Madère est-elle une destination sûre ?

La délinquance est faible à Madère, et ce n'est pas le principal risque du séjour. Les vrais dangers sont ailleurs : les routes de montagne étroites et pentues, parfois sans glissière, exigent de la prudence, surtout la nuit ou sous la pluie. En mer, la houle atlantique peut rendre certaines sorties inconfortables voire dangereuses, d'où l'annulation fréquente des ferries vers Porto Santo. Sur les sentiers, le vide sans garde-corps le long des levadas et les tunnels non éclairés demandent plus d'attention que la distance à parcourir.

Madère est-elle adaptée à un voyage en famille ?

Avec des enfants, Funchal se prête bien à la visite : le marché, le jardin botanique, le téléphérique et les carreiros do Monte fonctionnent comme des attractions courtes et ludiques.

Les piscines naturelles de Porto Moniz ou de Seixal conviennent aux familles à l'aise dans l'eau, à condition de vérifier l'état de la mer avant d'y aller.

Les levadas les plus engagées, avec leurs tunnels non éclairés et leurs passages sans garde-corps, ne conviennent pas à de jeunes enfants ; la Levada dos Balcões, courte et large, est un choix plus raisonnable. Les sorties en mer pour observer les cétacés restent accessibles, à condition d'anticiper le mal de mer.

Risque-t-on d'avoir le mal de mer lors des sorties en bateau ?

L'Atlantique autour de Madère peut être agité, surtout en dehors des mois d'été, et les sorties en mer pour observer baleines et dauphins ou rejoindre Porto Santo par ferry y sont exposées. Prendre un traitement contre le mal de mer avant l'embarquement, plutôt qu'une fois les symptômes apparus, reste la précaution la plus efficace. S'installer au centre du bateau et regarder l'horizon limite aussi l'inconfort. En cas de houle forte, les ferries vers Porto Santo sont purement et simplement annulés, ce qu'il faut anticiper dans le programme plutôt que subir.

Comparisons

Madère ou les Canaries, quelle différence ?

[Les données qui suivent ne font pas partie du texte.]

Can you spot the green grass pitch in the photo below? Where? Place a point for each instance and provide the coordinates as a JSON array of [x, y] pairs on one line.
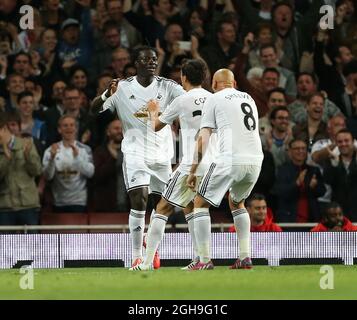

Madère et les Canaries partagent une origine volcanique et un climat doux toute l'année, mais elles diffèrent sur plusieurs points concrets. Madère appartient au Portugal, pas à l'Espagne, une confusion fréquente qu'il vaut mieux dissiper d'emblée.

L'île est plus verte et plus escarpée, organisée autour de la randonnée et des levadas plutôt que des plages de sable, quasiment absentes hormis à Porto Santo.

Les Canaries offrent davantage de plages de sable naturel et une infrastructure balnéaire plus développée ; le choix dépend donc de ce qu'on cherche, montagne et marche d'un côté, plage et farniente de l'autre.

Vaut-il mieux se loger au nord ou au sud de l'île ?

Se baser à Funchal, sur la côte sud, convient à qui veut une vie de ville le soir, un large choix de restaurants et un accès rapide par le VR1 vers l'est et une partie de l'ouest.

Se baser sur la côte nord, à Porto Moniz, Santana ou São Vicente, réduit les trajets vers les levadas et les paysages les plus verts, au prix d'un choix de restaurants plus restreint et de routes plus lentes vers Funchal.

Beaucoup de voyageurs combinent les deux avec quelques nuits de chaque côté plutôt qu'une base unique. Le choix dépend surtout du temps disponible : en dessous d'une semaine, une seule base simplifie l'organisation.